The Daily Caller

The Daily Caller
Senate Majority Leader Harry Reid (D-NV) speaks to reporters after the weekly Democratic caucus luncheon at the U.S. Capitol in Washington, Jan. 7, 2014. (REUTERS/Jonathan Ernst) Senate Majority Leader Harry Reid (D-NV) speaks to reporters after the weekly Democratic caucus luncheon at the U.S. Capitol in Washington, Jan. 7, 2014. (REUTERS/Jonathan Ernst)  

Liberally yours: Did Harry Reid give the TPP a knockout punch?

Photo of Thom Hartmann
Thom Hartmann
Host, the Thom Hartmann Program

The middle class is toast unless we radically rethink our country’s trade policy.

And the best way to start rethinking our trade policy is to ditch the Trans-Pacific Partnership, or TPP.

For over 200 years after the founding of the republic, our economy was built on a system of tariffs, which are small taxes on imported goods.

These tariffs made foreign goods more expensive in the United States, thus protecting American manufacturing, and made our country a global superpower.

American businesses and American workers didn’t have to compete with cheap products or cheap labor from abroad, and so our economy flourished.

Everything worked fine until the 1980s when President Ronald Reagan abandoned the system of tariffs that had worked so well for centuries and ushered in the era of so-called “free-trade.”

Every president since, including Democrats like Bill Clinton, has followed Reagan’s lead by slashing tariffs and signing us on to free-trade deals like NAFTA and CAFTA.

This has been a disaster for the American working people — and it has impoverished our nation because, as Adam Smith pointed out, the wealth of nations is in large part what they manufacture.

Public Citizen’s Trade Watch estimates that NAFTA alone has led to a net loss of around one million jobs here in the US – many of them the kind of good manufacturing jobs that helped Americans rise into the middle class throughout the twentieth century.

The Trans-Pacific Partnership would be even worse.

While the treaty has been negotiated entirely in secret with the help of about 600 so-called “corporate advisors,” we do know a little about it thanks to organizations like Wikileaks.
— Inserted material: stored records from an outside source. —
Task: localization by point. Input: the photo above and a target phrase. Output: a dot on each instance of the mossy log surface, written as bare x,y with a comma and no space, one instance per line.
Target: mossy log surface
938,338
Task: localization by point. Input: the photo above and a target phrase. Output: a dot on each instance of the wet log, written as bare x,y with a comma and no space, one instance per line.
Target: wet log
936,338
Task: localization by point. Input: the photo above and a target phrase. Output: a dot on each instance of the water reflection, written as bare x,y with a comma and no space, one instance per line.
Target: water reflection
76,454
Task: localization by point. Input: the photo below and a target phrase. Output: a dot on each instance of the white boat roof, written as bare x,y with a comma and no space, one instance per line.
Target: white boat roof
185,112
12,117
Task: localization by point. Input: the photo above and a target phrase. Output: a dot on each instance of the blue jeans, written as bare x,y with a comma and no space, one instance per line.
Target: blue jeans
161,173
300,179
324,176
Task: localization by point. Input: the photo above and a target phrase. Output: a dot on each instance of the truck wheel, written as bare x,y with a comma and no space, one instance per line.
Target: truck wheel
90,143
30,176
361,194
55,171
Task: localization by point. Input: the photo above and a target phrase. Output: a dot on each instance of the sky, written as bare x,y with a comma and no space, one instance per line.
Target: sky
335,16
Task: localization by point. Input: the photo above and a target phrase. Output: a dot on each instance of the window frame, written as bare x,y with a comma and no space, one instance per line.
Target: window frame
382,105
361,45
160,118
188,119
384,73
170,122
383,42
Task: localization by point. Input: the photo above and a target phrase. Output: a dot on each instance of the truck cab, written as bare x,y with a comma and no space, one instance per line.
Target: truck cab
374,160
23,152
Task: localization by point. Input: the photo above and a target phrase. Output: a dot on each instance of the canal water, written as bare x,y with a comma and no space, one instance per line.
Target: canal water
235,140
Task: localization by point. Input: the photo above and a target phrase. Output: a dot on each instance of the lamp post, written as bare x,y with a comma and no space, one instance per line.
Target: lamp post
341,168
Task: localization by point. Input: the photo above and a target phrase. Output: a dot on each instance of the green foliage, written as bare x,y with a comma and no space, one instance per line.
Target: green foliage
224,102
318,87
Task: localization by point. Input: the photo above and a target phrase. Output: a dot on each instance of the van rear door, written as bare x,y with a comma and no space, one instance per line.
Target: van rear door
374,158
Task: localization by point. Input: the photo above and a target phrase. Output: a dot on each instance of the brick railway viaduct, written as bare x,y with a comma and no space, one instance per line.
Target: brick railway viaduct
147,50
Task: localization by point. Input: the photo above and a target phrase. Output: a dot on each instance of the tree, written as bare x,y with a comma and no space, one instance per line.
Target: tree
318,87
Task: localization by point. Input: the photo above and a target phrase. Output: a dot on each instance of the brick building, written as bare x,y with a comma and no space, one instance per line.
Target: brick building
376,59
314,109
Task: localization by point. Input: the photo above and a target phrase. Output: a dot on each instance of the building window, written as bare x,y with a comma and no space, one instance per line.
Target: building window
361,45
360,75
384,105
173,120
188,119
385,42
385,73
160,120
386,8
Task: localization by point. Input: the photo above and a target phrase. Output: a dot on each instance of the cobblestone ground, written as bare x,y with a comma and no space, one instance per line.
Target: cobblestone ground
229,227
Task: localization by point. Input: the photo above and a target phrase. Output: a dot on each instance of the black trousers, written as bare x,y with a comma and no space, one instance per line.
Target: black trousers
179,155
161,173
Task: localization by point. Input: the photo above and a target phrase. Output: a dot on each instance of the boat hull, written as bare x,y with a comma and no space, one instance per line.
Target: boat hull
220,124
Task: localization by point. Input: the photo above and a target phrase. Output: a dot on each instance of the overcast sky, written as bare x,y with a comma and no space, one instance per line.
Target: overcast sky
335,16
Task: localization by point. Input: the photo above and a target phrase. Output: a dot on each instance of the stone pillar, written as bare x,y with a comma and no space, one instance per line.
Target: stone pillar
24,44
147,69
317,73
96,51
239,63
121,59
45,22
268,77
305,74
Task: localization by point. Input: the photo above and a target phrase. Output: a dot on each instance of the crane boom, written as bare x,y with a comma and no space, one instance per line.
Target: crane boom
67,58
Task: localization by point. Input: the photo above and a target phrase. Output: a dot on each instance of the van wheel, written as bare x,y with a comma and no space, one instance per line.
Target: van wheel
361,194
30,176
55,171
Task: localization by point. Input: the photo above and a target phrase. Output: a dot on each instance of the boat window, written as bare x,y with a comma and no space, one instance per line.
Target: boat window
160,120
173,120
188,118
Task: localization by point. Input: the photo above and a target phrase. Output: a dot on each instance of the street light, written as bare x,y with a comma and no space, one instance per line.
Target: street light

Wikileaks has been releasing a steady stream of TPP documents over the past few months — and those documents paint a pretty scary picture.

The TPP would give big pharmaceutical companies virtual monopoly patent power, let corporations sue countries in international courts over regulations that those corporations don’t like, and gut environmental and financial rules.

These leaks prove what many TPP critics have been saying for a while: that the treaty is less about actual trade and more about empowering massive transnational corporations at the expense of We the People and the government that represents us.

In other words, game over for the middle class.